Voir aussi : eCMR — tout savoir sur le CMR électronique et Litige transport routier : réserves, réclamation et indemnisation
8. La loi Gayssot et le commissionnaire : le risque du double paiement
La loi Gayssot (article L132-8 du Code de commerce) accorde au voiturier une action directe en paiement contre l'expéditeur et le destinataire lorsque le commissionnaire ne le paie pas.
Conséquence concrète pour le donneur d'ordre : s'il paie le commissionnaire, et que ce dernier fait défaut avant de régler le voiturier, le voiturier peut légalement réclamer un second paiement au donneur d'ordre. C'est le risque de double paiement.
Pour le commissionnaire, ce mécanisme impose :
- Une gestion rigoureuse de sa trésorerie
- Un paiement rapide de ses voituriers (idéalement avant l'échéance de ses propres créances)

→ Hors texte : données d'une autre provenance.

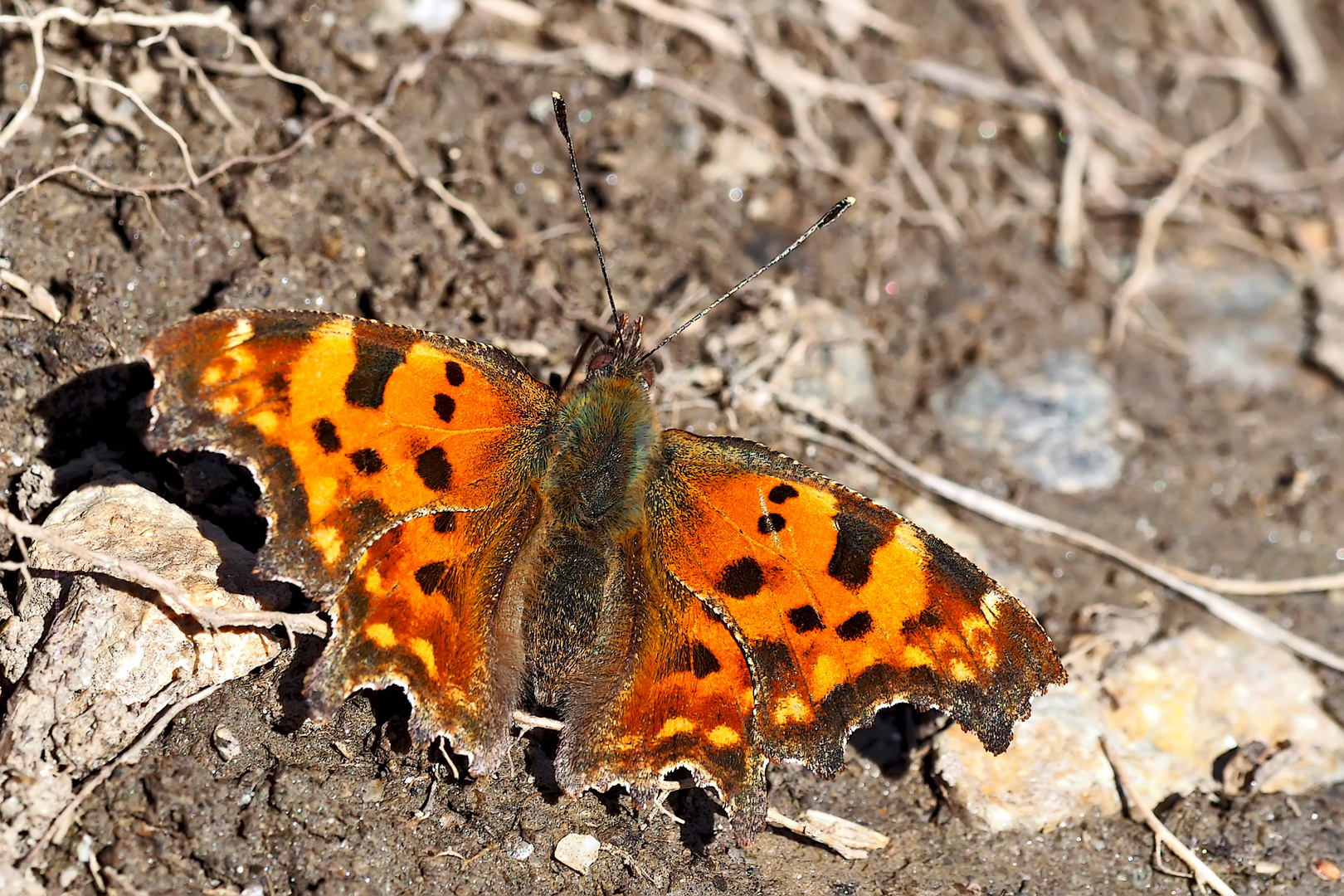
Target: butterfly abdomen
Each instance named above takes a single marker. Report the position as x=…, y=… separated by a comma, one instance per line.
x=578, y=610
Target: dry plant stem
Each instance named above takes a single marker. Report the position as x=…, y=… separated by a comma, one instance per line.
x=977, y=86
x=1071, y=214
x=128, y=757
x=526, y=720
x=713, y=32
x=1300, y=45
x=175, y=597
x=39, y=299
x=140, y=104
x=219, y=21
x=780, y=820
x=144, y=190
x=1203, y=874
x=216, y=97
x=1253, y=587
x=1231, y=613
x=1075, y=119
x=38, y=28
x=1192, y=160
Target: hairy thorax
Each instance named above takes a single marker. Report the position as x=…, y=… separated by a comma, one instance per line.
x=577, y=624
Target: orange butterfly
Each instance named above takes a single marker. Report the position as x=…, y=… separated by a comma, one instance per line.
x=682, y=601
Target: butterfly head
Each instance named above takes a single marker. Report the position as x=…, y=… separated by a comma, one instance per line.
x=622, y=355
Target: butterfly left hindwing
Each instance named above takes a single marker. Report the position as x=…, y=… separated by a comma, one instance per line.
x=840, y=606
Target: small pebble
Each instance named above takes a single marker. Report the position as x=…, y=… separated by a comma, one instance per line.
x=226, y=743
x=577, y=850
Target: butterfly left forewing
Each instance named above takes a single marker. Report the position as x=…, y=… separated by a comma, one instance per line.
x=350, y=426
x=840, y=606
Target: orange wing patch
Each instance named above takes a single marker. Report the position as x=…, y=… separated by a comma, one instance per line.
x=840, y=606
x=426, y=609
x=348, y=425
x=683, y=699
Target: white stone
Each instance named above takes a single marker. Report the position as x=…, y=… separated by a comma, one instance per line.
x=577, y=850
x=1053, y=772
x=1055, y=425
x=1166, y=713
x=1186, y=700
x=95, y=674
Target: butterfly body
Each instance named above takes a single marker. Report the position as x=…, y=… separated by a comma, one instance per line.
x=479, y=538
x=577, y=614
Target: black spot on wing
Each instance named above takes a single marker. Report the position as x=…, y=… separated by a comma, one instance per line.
x=446, y=406
x=431, y=577
x=435, y=469
x=859, y=533
x=327, y=437
x=704, y=663
x=374, y=366
x=368, y=462
x=806, y=618
x=743, y=578
x=925, y=621
x=855, y=626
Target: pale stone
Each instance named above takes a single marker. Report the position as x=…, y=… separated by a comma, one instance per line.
x=1055, y=425
x=1166, y=713
x=577, y=850
x=1053, y=772
x=1185, y=702
x=110, y=659
x=738, y=158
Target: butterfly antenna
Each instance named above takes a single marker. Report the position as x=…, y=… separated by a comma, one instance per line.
x=563, y=121
x=839, y=208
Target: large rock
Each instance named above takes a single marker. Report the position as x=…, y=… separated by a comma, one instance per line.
x=1168, y=715
x=99, y=659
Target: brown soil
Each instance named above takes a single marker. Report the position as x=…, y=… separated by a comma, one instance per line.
x=338, y=221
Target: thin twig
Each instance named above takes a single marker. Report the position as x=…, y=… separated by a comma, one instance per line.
x=216, y=97
x=1300, y=46
x=37, y=26
x=526, y=720
x=1231, y=613
x=143, y=106
x=1203, y=874
x=219, y=19
x=1194, y=158
x=1252, y=587
x=128, y=757
x=979, y=86
x=144, y=190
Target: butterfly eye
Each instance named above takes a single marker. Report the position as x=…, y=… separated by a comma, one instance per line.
x=600, y=360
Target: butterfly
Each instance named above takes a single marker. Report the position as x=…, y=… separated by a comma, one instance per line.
x=480, y=538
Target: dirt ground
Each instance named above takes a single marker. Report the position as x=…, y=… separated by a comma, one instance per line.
x=1224, y=473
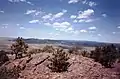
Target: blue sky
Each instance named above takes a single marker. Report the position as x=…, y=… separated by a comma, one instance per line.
x=92, y=20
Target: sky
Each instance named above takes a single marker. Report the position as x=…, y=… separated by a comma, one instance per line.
x=91, y=20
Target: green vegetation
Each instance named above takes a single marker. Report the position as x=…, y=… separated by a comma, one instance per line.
x=106, y=55
x=19, y=48
x=9, y=73
x=48, y=49
x=3, y=57
x=59, y=61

- Des clauses contractuelles claires avec ses clients sur ce risque
Voir aussi : Loi Gayssot — action directe en paiement pour les PME transport
9. Commissionnaire vs voiturier : choisir son positionnement stratégique
Pour une PME de transport, se positionner clairement comme voiturier ou comme commissionnaire a des implications stratégiques importantes :
Rester voiturier :
- Pas besoin de licence commissionnaire
- Responsabilité encadrée par le contrat type (plafonds d'indemnisation)
- Marges plus maîtrisables (pas de spread à gérer entre prix client et coût voiturier)
- Sous-traitance possible dans la limite des 15 %
Devenir commissionnaire :
- Revenus potentiellement plus élevés grâce au spread commissionnaire/voiturier
- Pas de contrainte de flotte propre
- Responsabilité étendue, assurance plus coûteuse
- Nécessite une expertise en sélection de voituriers fiables
Recommandation pour les PME de moins de 20 véhicules : rester voiturier et limiter la sous-traitance à moins de 15 % du CA. Si la sous-traitance devient structurelle, obtenir la licence commissionnaire et souscrire une assurance adaptée.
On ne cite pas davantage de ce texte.